If there is one topic which always gets discussed whenever farmers get together, it is the weather. When I was a youngster, I can remember the gatherings in the agent offices of local rural elevators.

If there is one topic which always gets discussed whenever farmers get together, it is the weather.

When I was a youngster, I can remember the gatherings in the agent offices of local rural elevators. Farmers waiting their turn to deliver a load of grain would 'hang-out' over coffee and talk yields and weather.

If the conversation lasted long enough, generally winter deliveries when time was less rushed than at harvest, talk might include the Montreal Canadiens and Toronto Maple Leafs, or the local Ramblers, the senior team in nearby Tisdale, but weather was always first up as topic.

In most farm houses the first thing that happens after crawling out of bed in the morning is a trip to the kitchen where it is a 50/50 scenario whether the coffee pot is turned on first, or the radio to hear a weather forecast.

Such is the reality of a way of life where timely rains, untimely storms and frost, or day-after-day of extreme heat all have a direct impact on how much money the farm will generate in a given year.

In recent years talk, at least in the spring, has meant talk about rain.

The deluges which hit several communities hard on July 1, 2010, and the more general flooding of late June this year being the two biggest topics of conversation regarding weather long after the events themselves.

It now appears severe rain events are likely to be more the norm in the coming years, at least which is how larger weather influencing events on a global scale are being interpreted by some.

Evelyn Browning-Garriss, an historical climatologist and author of the Browning Newsletter, told the 2014 Oilseed & Grain Trade Summit the eastern Prairies are in for more rain.

According to a Western Producer article, "the new normal, which includes wet springs for Manitoba and eastern Saskatchewan, is the result of the Pacific Ocean being in a cool phase and the Atlantic Ocean being in a warm phase. Browning-Garriss said they're going to remain that way for a long, long time.
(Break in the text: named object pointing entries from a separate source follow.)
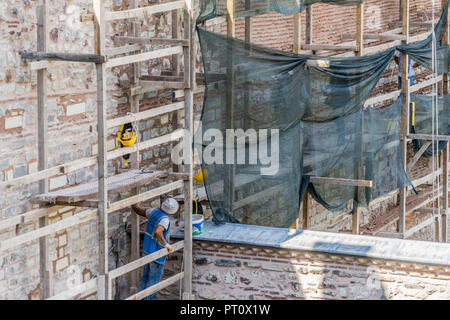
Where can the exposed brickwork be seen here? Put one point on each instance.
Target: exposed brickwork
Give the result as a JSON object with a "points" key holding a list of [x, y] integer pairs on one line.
{"points": [[71, 110], [238, 272]]}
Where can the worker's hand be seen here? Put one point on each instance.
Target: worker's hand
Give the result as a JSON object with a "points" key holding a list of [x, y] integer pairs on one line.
{"points": [[169, 248]]}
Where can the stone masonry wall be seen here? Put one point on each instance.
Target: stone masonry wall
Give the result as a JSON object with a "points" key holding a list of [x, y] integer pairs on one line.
{"points": [[72, 114], [232, 272]]}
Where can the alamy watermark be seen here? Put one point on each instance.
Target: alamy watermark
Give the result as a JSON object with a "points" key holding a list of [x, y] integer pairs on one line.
{"points": [[251, 147]]}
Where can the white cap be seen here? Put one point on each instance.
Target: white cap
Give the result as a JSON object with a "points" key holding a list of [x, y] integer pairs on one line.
{"points": [[170, 206]]}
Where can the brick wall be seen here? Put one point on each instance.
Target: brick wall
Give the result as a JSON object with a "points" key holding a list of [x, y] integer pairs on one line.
{"points": [[72, 112], [223, 271]]}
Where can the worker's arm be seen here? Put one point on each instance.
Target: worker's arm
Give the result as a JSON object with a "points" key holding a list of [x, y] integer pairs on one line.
{"points": [[160, 237], [140, 211], [397, 60]]}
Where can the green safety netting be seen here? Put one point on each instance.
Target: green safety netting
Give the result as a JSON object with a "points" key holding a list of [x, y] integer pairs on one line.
{"points": [[283, 120], [422, 51], [215, 8], [423, 116]]}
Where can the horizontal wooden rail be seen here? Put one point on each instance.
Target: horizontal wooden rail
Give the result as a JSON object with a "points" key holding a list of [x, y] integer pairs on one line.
{"points": [[174, 136], [150, 85], [144, 11], [31, 216], [52, 228], [143, 261], [145, 114], [37, 65], [43, 174], [155, 288], [396, 94], [68, 294], [70, 57], [421, 225], [329, 47], [123, 49], [154, 41], [153, 193], [114, 62], [417, 156], [373, 36], [260, 195], [342, 182], [429, 137]]}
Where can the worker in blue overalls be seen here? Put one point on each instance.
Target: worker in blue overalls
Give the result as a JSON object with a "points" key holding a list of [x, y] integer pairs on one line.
{"points": [[156, 237]]}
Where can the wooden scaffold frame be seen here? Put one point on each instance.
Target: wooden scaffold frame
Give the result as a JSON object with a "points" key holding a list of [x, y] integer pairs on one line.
{"points": [[101, 207]]}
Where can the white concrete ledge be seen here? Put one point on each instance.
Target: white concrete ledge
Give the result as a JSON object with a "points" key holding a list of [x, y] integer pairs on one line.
{"points": [[420, 252]]}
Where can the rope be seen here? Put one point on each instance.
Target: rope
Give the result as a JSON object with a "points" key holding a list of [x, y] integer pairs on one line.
{"points": [[136, 130], [435, 120]]}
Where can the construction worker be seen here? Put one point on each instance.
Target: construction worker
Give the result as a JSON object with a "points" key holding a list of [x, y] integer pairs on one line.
{"points": [[411, 73], [156, 237]]}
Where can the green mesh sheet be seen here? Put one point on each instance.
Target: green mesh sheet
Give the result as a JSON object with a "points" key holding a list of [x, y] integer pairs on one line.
{"points": [[322, 129], [424, 120], [215, 8], [422, 52]]}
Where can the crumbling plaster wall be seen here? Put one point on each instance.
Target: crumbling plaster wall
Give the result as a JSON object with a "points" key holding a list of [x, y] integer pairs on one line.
{"points": [[72, 114]]}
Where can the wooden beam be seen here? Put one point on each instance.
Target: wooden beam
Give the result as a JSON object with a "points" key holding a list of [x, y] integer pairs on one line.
{"points": [[30, 216], [189, 71], [343, 182], [147, 85], [37, 65], [248, 13], [42, 45], [309, 26], [329, 47], [135, 73], [445, 156], [81, 288], [144, 11], [404, 114], [417, 156], [395, 94], [429, 137], [152, 41], [446, 191], [356, 217], [297, 32], [259, 196], [157, 287], [69, 57], [102, 162], [49, 229], [144, 56], [144, 260], [177, 134], [145, 114], [421, 225], [151, 194], [373, 36], [123, 49]]}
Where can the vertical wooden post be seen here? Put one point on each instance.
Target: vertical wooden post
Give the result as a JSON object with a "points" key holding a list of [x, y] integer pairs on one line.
{"points": [[44, 263], [189, 71], [445, 156], [305, 206], [356, 218], [309, 26], [102, 160], [175, 71], [405, 113], [229, 117], [135, 69], [297, 32]]}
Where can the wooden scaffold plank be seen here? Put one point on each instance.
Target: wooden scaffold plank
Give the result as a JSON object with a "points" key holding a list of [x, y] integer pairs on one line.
{"points": [[144, 11]]}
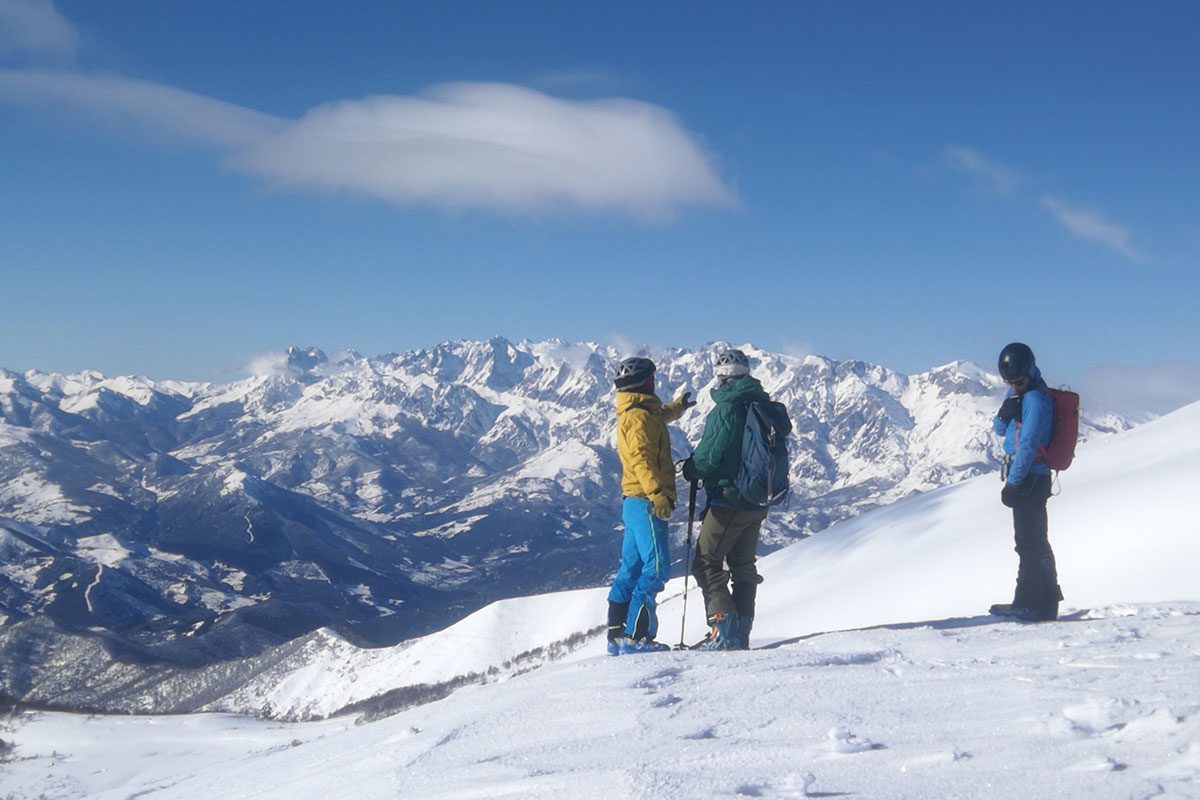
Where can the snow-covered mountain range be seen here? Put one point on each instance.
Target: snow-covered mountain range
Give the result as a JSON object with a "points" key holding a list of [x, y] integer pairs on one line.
{"points": [[924, 696], [163, 524]]}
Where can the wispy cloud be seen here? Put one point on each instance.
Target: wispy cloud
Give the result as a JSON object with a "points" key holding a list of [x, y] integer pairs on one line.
{"points": [[1140, 391], [498, 146], [148, 107], [1092, 226], [988, 174], [35, 30]]}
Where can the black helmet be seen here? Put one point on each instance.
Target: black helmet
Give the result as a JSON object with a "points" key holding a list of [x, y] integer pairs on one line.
{"points": [[1015, 361], [732, 364], [633, 373]]}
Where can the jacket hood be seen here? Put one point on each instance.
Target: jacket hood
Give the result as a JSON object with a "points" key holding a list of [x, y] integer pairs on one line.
{"points": [[741, 390], [627, 401]]}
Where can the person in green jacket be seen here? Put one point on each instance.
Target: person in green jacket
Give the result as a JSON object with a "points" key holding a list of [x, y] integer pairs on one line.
{"points": [[730, 530]]}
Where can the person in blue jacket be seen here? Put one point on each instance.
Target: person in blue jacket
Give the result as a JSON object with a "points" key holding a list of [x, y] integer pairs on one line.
{"points": [[1026, 420]]}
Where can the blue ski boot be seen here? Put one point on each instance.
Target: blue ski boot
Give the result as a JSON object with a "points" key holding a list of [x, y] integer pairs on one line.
{"points": [[629, 645]]}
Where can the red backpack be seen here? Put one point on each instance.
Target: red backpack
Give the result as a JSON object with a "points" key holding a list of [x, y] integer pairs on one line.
{"points": [[1060, 450]]}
"The Pacific Decadal Oscillation, which operates in 50-year cycles, switched to the cool phase in 2006, while the Atlantic Multidecadal Oscillation, which turned hot in 1995, tends to stay in that phase for 40 years and then switch to the cool phase for 30 years.
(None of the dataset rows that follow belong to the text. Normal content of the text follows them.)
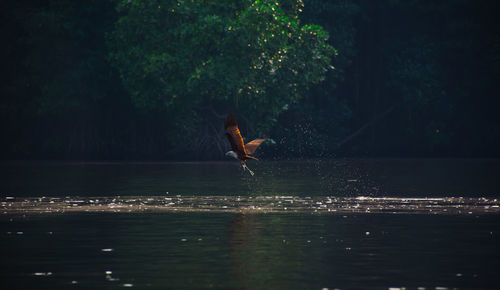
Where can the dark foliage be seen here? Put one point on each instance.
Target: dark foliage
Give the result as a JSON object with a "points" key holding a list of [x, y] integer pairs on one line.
{"points": [[130, 80]]}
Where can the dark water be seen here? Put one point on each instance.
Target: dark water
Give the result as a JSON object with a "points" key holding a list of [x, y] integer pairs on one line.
{"points": [[248, 240], [367, 177]]}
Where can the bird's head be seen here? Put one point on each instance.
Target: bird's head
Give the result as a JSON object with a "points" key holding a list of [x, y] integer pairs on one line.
{"points": [[232, 154]]}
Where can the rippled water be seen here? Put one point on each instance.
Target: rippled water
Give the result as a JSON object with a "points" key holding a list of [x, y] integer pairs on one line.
{"points": [[345, 224]]}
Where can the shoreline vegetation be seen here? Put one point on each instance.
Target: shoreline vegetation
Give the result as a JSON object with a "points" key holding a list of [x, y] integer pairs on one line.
{"points": [[154, 80]]}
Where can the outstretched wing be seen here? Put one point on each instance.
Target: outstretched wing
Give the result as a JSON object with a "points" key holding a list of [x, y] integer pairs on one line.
{"points": [[252, 146], [234, 136]]}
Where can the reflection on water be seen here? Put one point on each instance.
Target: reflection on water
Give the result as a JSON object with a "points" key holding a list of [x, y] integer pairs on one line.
{"points": [[251, 204], [224, 250], [296, 224], [335, 177]]}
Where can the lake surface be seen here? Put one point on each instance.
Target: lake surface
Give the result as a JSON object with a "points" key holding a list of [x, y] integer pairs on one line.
{"points": [[314, 224]]}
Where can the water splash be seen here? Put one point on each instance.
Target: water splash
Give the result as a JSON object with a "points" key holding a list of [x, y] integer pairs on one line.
{"points": [[258, 204]]}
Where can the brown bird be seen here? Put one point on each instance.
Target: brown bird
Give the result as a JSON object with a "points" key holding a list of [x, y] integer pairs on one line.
{"points": [[240, 150]]}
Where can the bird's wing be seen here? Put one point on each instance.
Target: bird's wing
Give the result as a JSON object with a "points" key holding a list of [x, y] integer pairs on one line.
{"points": [[252, 145], [234, 136]]}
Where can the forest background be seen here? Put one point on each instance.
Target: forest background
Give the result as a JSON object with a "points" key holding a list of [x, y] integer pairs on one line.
{"points": [[154, 80]]}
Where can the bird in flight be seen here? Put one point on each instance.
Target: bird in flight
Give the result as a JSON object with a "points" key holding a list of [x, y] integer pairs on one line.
{"points": [[240, 150]]}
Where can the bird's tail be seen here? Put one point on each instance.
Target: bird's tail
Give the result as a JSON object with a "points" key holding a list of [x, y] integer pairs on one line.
{"points": [[251, 157]]}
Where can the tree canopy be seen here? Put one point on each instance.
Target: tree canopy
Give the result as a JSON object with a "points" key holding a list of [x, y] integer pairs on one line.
{"points": [[155, 79]]}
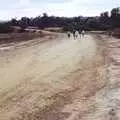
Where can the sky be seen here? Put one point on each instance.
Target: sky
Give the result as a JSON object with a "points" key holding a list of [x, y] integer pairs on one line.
{"points": [[67, 8]]}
"Browning-Garriss said prevailing western winds take cool air from the Pacific across the Prairies in spring, where it meets with hot and wet air from the Atlantic.
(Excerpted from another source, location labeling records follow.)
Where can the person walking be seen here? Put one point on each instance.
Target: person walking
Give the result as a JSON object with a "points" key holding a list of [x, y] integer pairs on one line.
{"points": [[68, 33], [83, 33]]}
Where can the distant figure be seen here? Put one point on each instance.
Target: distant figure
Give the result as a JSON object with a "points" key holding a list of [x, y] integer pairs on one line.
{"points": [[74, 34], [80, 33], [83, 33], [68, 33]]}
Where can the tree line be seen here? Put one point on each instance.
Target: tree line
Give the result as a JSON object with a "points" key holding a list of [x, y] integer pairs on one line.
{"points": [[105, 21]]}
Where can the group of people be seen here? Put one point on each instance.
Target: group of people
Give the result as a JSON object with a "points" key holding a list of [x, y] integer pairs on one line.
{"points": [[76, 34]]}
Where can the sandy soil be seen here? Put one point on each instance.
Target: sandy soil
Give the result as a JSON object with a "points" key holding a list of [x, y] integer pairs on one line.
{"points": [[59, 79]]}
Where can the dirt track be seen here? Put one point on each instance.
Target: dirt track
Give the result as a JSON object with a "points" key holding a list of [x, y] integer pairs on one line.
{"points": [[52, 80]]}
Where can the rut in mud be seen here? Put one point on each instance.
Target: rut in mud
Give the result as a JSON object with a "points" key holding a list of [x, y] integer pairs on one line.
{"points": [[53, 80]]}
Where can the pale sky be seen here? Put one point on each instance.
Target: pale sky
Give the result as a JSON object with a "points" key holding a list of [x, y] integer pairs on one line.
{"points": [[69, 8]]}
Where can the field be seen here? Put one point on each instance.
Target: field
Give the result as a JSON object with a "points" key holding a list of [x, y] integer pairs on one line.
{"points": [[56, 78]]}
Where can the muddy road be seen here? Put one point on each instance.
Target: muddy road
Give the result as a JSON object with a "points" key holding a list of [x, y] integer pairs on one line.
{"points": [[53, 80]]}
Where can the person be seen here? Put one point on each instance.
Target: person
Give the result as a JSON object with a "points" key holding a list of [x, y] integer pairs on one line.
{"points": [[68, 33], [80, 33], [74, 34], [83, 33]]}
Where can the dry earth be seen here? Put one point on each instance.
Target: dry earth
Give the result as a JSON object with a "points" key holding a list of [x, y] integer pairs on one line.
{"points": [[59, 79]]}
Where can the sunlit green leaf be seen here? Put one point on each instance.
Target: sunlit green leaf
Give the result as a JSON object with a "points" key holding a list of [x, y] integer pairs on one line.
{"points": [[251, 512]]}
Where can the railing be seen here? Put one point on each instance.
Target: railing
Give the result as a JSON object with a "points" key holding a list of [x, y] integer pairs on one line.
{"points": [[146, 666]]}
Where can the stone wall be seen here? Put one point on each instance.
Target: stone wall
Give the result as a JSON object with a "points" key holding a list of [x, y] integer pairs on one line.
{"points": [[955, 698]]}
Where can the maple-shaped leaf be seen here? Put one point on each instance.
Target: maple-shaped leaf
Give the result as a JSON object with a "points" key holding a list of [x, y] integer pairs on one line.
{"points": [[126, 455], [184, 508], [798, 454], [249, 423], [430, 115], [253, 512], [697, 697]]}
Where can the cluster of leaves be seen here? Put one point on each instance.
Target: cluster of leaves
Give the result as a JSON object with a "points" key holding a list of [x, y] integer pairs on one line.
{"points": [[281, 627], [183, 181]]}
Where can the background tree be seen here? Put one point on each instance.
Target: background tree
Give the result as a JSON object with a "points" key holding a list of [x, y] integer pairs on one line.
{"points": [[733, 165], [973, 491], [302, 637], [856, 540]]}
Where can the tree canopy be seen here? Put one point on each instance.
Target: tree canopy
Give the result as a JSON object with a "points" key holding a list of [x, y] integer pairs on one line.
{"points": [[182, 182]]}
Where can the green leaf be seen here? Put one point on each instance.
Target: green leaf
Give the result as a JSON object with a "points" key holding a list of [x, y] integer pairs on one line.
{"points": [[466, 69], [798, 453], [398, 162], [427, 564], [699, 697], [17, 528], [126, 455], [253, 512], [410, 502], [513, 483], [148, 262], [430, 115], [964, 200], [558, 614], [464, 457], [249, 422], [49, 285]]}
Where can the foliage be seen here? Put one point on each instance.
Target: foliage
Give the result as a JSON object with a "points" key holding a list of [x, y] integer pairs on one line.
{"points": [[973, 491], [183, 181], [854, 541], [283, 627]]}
"The epicentre of that collision is near Manitoba's Red River Valley, which means at least another 20 years of excessively wet springs for the area."

Back on a Prairie farm it might be a little difficult to get one's head around the great oceans impacting weather here, or the idea the patterns are decades long.

But the bottom line does seem to be more rain ahead, and that means farmers will be under the gun to get crops planted, and under the threat of losing acres to flooding. While there is nothing farmers can do to change the weather, it will require some innovative thinking to deal with potentially years of wetter than normal springs.